Nathaniel is only 14 and his sister, Rachel 16, when their parents tell them one summer day in 1945 that they will be going away for a year without them to Singapore on special assignment.  The teens wordlessly watch their mother pack her trunk for the year- long trip.

The children nickname their shady and mysterious caregivers The Moth and The Darter.  The Moth is extraordinarily kind and watchful , while The Darter, evasive and edgy, takes them on midnight expeditions to smuggle greyhound racing dogs. Then one day, the children find their mother’s trunk in the basement, full of the clothes she had so carefully packed.  Where was she?  What was she doing?  And why couldn’t they know?

Nathaniel’s and Rachel’s lives are haunted by these questions.  Nathaniel will come to terms with his mother’s life and her choices, but Rachel will harbor a lifelong resentment of her abandonment.

The story is told in flashbacks to 1945, in shadows dark and mysterious and slowly unfolds as our narrator becomes an adult and enters the Foreign Office where he is hired to clean up documents and compromising trails after the war.  “Anything questionable was burned or shredded under myriad hands.  So revisionist histories could begin,” he writes.
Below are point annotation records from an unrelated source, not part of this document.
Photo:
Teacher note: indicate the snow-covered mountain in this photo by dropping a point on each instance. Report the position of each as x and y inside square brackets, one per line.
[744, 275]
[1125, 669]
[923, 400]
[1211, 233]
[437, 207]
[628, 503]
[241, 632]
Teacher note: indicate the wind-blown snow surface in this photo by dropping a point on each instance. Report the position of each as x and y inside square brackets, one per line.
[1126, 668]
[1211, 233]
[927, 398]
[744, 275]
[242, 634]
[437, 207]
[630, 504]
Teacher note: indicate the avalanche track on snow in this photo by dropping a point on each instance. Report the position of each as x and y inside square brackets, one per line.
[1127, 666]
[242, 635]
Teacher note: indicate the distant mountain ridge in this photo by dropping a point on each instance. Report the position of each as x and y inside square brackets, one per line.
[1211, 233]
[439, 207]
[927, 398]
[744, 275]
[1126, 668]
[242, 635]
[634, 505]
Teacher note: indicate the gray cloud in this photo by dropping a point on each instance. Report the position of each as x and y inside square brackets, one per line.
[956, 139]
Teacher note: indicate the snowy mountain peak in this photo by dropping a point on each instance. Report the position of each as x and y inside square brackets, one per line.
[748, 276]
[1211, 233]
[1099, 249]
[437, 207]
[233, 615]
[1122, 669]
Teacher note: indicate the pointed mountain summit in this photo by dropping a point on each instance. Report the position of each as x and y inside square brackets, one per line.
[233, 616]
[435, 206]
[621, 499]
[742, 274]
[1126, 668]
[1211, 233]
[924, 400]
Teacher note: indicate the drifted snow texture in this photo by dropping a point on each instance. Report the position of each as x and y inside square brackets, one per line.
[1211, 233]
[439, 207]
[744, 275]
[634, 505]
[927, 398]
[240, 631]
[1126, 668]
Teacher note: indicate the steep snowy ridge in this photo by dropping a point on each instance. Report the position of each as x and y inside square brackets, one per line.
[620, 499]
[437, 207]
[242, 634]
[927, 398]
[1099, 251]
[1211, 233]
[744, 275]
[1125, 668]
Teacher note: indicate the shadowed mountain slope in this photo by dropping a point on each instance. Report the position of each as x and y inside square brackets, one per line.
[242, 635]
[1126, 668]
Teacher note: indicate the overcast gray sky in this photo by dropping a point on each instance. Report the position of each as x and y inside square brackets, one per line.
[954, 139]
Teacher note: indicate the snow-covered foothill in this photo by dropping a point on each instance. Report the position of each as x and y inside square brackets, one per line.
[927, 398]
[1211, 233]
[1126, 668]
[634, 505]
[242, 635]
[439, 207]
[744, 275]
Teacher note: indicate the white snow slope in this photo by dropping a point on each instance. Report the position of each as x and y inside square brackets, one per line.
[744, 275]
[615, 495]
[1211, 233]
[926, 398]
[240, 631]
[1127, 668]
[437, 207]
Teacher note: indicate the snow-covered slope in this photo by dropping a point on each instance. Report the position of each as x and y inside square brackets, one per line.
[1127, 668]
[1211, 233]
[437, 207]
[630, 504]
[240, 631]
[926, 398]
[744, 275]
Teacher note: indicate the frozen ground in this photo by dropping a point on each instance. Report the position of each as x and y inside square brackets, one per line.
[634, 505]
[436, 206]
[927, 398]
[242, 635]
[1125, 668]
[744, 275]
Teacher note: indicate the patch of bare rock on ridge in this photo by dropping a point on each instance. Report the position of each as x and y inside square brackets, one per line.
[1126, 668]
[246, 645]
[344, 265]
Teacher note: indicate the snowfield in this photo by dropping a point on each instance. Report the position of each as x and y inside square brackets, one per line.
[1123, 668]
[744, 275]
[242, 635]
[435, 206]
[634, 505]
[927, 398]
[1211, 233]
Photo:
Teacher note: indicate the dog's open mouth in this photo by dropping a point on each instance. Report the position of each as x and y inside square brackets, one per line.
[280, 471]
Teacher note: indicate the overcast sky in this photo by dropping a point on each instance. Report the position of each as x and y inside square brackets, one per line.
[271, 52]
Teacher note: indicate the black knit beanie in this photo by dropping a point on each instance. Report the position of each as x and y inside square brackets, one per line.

Nathaniel will spend his spare time sleuthing through documents that might reveal “the obscure rigging” of his mother’s life.

“You return to that earlier time armed with the present,” Nathaniel says looking back, “And no matter how dark that world was, you do not leave it unlit.  You take your adult self with you.  It is not to be a reliving, but a rewitnessing.”

In Warlight, Ondaatje examines a theme that occurs throughout much of his body of work – “The lost sequence in a life,” he writes, “Is the thing we always search out.” He reminds us that often it is only through the refracted lens of adulthood, that we can truly understand the past.